Uno de los protagonistas de “Bajo un manto de estrellas

El P. Antonio Trancho Andrés nació en Becerril de Campos (Palencia) en diciembre de 1900. Preparó la “Obra Selecta de Fray Luis de Granada”, que se publicó en 1952 en la BAC. Trancho, profesor de historia y muy preparado en este campo, proyectaba escribir sobre la provincia dominica, pero le llegó la hora del martirio.

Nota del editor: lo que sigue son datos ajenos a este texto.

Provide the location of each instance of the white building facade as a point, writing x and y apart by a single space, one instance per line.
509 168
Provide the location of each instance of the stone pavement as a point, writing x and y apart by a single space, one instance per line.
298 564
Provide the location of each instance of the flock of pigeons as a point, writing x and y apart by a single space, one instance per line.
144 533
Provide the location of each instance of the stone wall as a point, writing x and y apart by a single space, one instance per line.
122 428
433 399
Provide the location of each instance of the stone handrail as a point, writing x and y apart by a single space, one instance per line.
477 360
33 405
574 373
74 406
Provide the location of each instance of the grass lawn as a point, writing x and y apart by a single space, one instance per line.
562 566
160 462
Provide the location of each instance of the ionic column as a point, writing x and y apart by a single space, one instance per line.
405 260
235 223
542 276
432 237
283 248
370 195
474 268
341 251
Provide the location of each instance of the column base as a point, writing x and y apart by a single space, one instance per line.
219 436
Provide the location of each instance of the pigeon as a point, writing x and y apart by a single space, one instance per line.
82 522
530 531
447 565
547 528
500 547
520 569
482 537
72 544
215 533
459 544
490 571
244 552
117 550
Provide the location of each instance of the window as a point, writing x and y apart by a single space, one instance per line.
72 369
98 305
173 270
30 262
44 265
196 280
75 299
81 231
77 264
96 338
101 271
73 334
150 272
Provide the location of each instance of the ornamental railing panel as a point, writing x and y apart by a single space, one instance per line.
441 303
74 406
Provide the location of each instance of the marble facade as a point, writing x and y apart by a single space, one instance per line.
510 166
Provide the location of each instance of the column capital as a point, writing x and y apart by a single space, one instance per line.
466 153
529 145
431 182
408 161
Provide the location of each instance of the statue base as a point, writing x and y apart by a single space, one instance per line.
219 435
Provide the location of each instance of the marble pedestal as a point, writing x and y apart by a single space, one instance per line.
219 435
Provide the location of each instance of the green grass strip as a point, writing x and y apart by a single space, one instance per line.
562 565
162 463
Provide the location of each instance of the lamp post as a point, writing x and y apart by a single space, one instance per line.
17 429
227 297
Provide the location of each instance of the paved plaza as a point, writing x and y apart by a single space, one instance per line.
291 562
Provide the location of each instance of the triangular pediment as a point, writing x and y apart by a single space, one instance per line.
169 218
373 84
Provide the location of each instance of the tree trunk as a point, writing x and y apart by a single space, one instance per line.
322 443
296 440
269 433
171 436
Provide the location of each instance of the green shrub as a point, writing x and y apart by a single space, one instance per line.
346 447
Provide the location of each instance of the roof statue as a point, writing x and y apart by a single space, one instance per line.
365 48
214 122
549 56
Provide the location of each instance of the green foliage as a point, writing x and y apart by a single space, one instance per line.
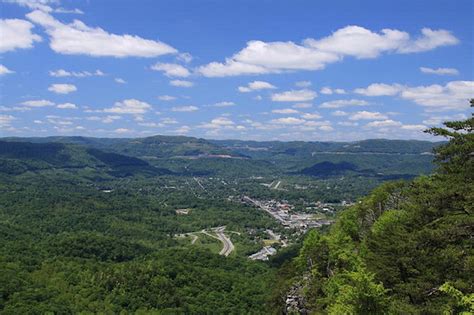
405 248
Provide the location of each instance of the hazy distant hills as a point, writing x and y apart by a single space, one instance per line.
179 155
21 157
301 148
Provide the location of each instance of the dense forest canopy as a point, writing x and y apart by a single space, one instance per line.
407 248
91 226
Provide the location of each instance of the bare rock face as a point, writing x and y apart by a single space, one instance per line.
295 299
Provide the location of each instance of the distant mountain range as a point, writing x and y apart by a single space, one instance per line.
179 155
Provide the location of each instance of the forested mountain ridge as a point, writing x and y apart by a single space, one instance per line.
407 248
20 157
154 146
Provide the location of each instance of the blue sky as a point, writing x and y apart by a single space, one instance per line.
262 70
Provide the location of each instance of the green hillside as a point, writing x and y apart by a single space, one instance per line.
407 248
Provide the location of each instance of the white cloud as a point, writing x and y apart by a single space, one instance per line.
44 5
429 40
260 57
166 98
80 74
181 83
302 105
365 115
294 96
224 104
255 86
122 130
62 88
438 120
67 106
310 116
303 84
77 38
414 127
111 118
326 128
185 57
230 68
440 71
348 124
38 103
454 95
5 120
169 121
285 111
288 121
384 123
16 34
182 130
184 108
129 106
171 69
343 103
5 70
73 11
339 113
328 91
380 89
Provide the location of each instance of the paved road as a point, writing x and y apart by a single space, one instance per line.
228 246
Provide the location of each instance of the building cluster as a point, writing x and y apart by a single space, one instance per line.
283 212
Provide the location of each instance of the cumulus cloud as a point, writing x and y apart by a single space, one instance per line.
110 119
288 121
6 120
380 89
365 115
285 111
328 91
438 120
122 130
439 71
343 103
302 105
217 123
38 103
77 38
67 106
183 130
384 123
171 69
181 83
224 104
311 116
62 88
184 108
5 70
339 113
16 34
255 86
260 57
452 96
44 5
79 74
303 84
294 96
129 106
166 98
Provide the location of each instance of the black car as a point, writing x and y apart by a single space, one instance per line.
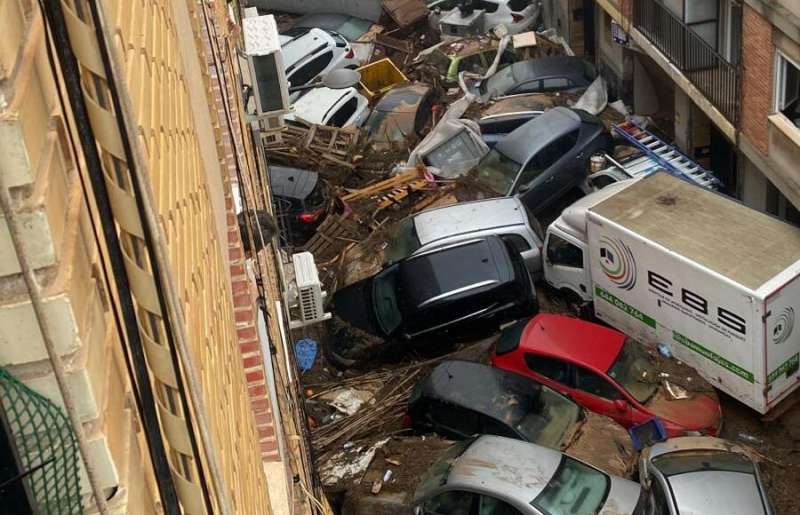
477 283
542 75
301 201
544 158
460 399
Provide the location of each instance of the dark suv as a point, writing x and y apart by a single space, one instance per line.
301 201
474 284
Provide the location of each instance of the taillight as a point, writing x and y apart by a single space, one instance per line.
311 217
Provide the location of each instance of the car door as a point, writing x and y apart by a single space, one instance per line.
566 264
547 174
596 393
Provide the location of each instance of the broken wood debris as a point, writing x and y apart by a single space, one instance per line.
313 145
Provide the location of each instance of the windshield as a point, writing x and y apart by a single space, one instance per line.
497 172
684 462
552 423
576 489
384 300
633 370
404 243
436 475
500 82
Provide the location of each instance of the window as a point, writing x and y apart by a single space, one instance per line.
551 368
596 384
461 421
454 502
489 7
309 71
518 5
517 242
492 506
787 94
344 113
658 499
555 84
563 253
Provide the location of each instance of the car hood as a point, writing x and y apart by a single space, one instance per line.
612 453
622 497
699 411
353 304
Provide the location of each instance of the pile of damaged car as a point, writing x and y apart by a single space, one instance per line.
526 298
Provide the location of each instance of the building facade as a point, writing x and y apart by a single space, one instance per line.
720 78
172 145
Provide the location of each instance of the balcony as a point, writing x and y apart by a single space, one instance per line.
709 71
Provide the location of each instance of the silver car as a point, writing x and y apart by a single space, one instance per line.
500 476
504 217
701 474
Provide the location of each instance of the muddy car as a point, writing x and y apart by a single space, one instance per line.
301 200
459 399
400 116
474 55
703 475
606 372
496 475
467 286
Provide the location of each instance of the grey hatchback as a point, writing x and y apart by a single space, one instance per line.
545 157
542 75
696 474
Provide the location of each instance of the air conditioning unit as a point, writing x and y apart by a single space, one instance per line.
306 295
265 62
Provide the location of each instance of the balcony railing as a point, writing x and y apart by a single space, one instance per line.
709 71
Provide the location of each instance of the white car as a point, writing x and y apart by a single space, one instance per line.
517 16
332 107
309 53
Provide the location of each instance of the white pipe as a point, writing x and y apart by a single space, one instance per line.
15 229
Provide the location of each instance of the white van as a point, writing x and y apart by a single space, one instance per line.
504 217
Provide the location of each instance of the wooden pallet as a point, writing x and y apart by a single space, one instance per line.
331 236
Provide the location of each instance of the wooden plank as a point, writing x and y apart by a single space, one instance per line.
405 12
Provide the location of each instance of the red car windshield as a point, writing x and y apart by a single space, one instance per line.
634 371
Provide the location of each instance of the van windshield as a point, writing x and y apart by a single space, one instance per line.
404 243
497 172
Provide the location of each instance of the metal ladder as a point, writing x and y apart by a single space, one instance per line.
669 157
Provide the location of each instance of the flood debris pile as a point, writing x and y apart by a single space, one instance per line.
586 219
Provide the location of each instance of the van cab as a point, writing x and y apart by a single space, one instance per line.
504 217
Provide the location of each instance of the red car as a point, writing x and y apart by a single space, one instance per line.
603 371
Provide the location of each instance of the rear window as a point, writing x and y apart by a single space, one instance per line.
575 489
509 338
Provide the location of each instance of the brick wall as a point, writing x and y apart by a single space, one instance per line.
757 77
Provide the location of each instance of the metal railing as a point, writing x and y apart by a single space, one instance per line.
709 71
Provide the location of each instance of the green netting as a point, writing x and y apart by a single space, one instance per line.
46 447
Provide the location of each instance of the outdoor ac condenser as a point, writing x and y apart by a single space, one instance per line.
307 296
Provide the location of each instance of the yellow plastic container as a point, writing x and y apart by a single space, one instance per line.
377 78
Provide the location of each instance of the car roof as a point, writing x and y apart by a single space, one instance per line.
314 105
296 48
487 390
516 469
560 65
531 137
468 217
290 182
455 271
572 339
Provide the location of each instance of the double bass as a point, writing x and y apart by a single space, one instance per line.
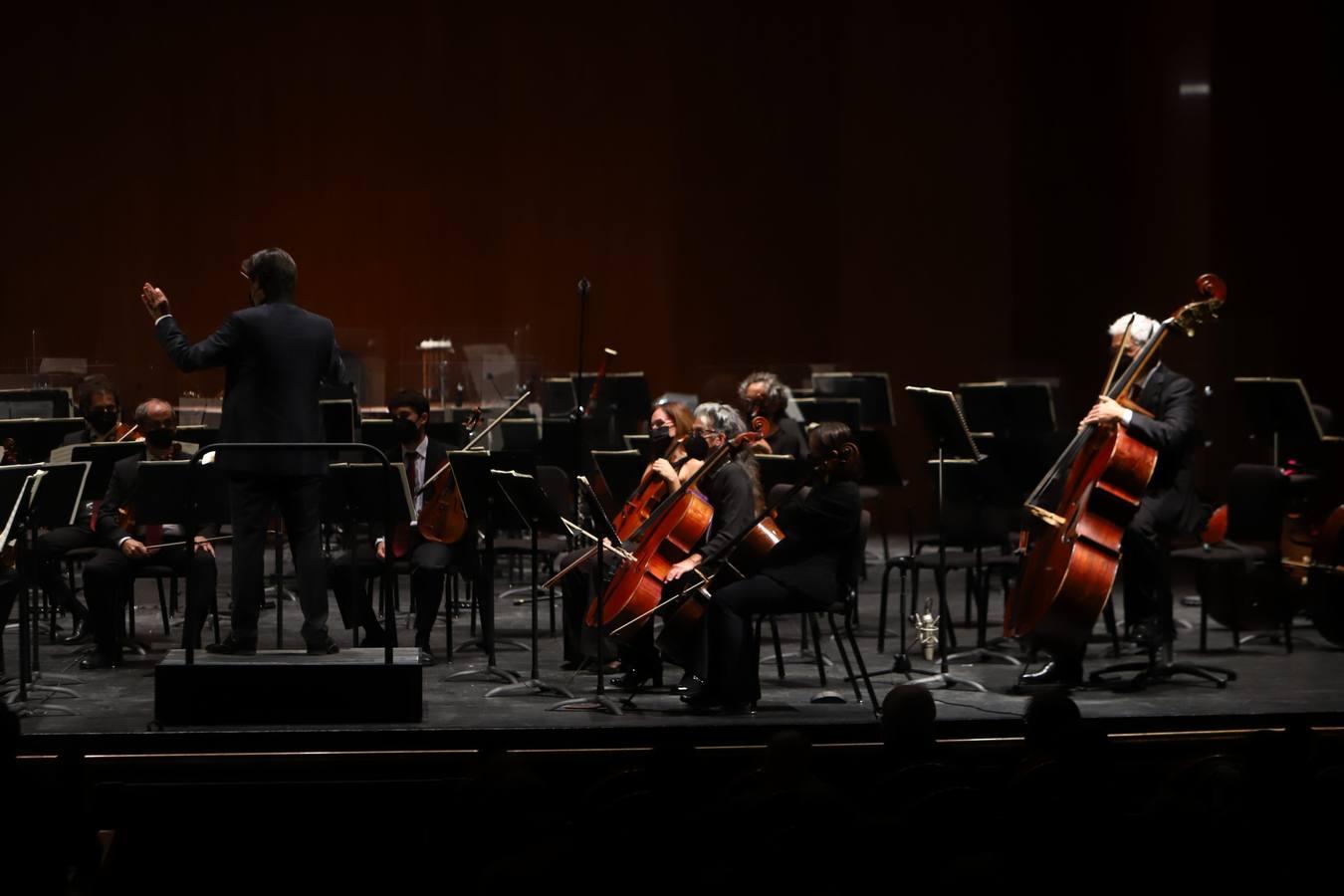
1070 555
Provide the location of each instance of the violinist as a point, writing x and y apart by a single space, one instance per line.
669 426
429 560
111 572
101 410
765 395
1167 421
806 571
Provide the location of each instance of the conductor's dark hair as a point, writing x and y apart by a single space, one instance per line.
275 270
93 384
409 398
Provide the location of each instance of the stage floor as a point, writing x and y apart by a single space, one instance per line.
113 711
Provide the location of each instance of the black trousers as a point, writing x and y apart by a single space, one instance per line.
299 500
110 575
734 654
1145 568
49 555
429 563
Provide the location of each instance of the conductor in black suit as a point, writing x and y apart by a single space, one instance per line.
1170 423
276 354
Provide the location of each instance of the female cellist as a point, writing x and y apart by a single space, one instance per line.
669 426
803 572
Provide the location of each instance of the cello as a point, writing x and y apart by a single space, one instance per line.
667 538
1070 555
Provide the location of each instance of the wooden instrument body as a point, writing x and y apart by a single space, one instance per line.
1070 565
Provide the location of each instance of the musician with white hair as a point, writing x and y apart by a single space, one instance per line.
1168 422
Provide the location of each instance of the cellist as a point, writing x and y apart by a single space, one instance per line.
1166 419
429 560
669 426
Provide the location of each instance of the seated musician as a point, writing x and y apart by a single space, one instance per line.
429 560
669 425
1170 506
808 571
112 569
101 410
765 395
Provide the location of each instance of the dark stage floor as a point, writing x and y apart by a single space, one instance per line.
114 710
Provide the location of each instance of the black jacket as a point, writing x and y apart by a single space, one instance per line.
121 491
1172 430
818 546
276 356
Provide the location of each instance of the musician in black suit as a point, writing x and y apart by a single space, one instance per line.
1170 506
110 572
808 571
100 406
764 394
276 354
429 560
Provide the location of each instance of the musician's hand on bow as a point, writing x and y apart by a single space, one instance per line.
1105 411
664 468
686 565
153 300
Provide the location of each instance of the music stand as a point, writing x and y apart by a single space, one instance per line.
19 487
1279 407
487 512
947 427
535 508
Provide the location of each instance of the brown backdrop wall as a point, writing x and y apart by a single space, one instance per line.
948 192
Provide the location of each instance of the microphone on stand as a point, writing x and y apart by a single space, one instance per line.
926 630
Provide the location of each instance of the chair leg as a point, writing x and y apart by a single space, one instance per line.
816 645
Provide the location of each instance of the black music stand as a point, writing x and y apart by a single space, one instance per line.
364 492
19 489
534 507
1279 408
605 531
35 438
947 427
487 511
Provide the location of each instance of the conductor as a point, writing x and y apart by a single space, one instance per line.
276 354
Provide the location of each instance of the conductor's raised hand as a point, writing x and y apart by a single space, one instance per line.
153 300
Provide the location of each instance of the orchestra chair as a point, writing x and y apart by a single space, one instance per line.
1239 579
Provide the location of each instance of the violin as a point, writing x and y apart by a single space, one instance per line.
1070 555
664 539
442 515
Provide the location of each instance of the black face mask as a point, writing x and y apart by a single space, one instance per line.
160 439
406 430
103 419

En el fotograma, el actor David Romero, que representa al padre Trancho, es el primero por la izquierda.


 
El documento titulado “Los Dominicos de Almagro” es un folio con dos fotografías, una de la iglesia y otra del Prior, el P. Francisco Barbado, y por tanto es de los años 1928-1931. Glosa el escudo de Almagro, un castillo y una cruz, recuerda la Universidad de los Dominicos, gloria de Almagro, y escribe estas líneas sobre el convento después de la restauración. Se trata de un texto profético:

Amainadas las tempestades anticlericales (se refiere al siglo XIX), respirando un ambiente de mejor entendida libertad, volvieron los dominicos a Almagro (regresaron en 1903), estableciendo su casa de estudios en el artístico convento de Calatrava, bellísima joya arquitectónica, hoy día conservada gracias a los cuantiosos dispendios que en su reparación han invertido sus actuales moradores. Aquí en medio de un ambiente de religiosidad, de quietud y de estudio, se preparan hoy más de un centenar de jóvenes para las difíciles tareas del apostolado dominicano, basado desde sus comienzos en dos fundamentos inconmovibles: ciencia y fe, religión y cultura. ¿Reverdecerán en las nuevas generaciones dominicanas los laurales de nuestros gloriosos antepasados?...”.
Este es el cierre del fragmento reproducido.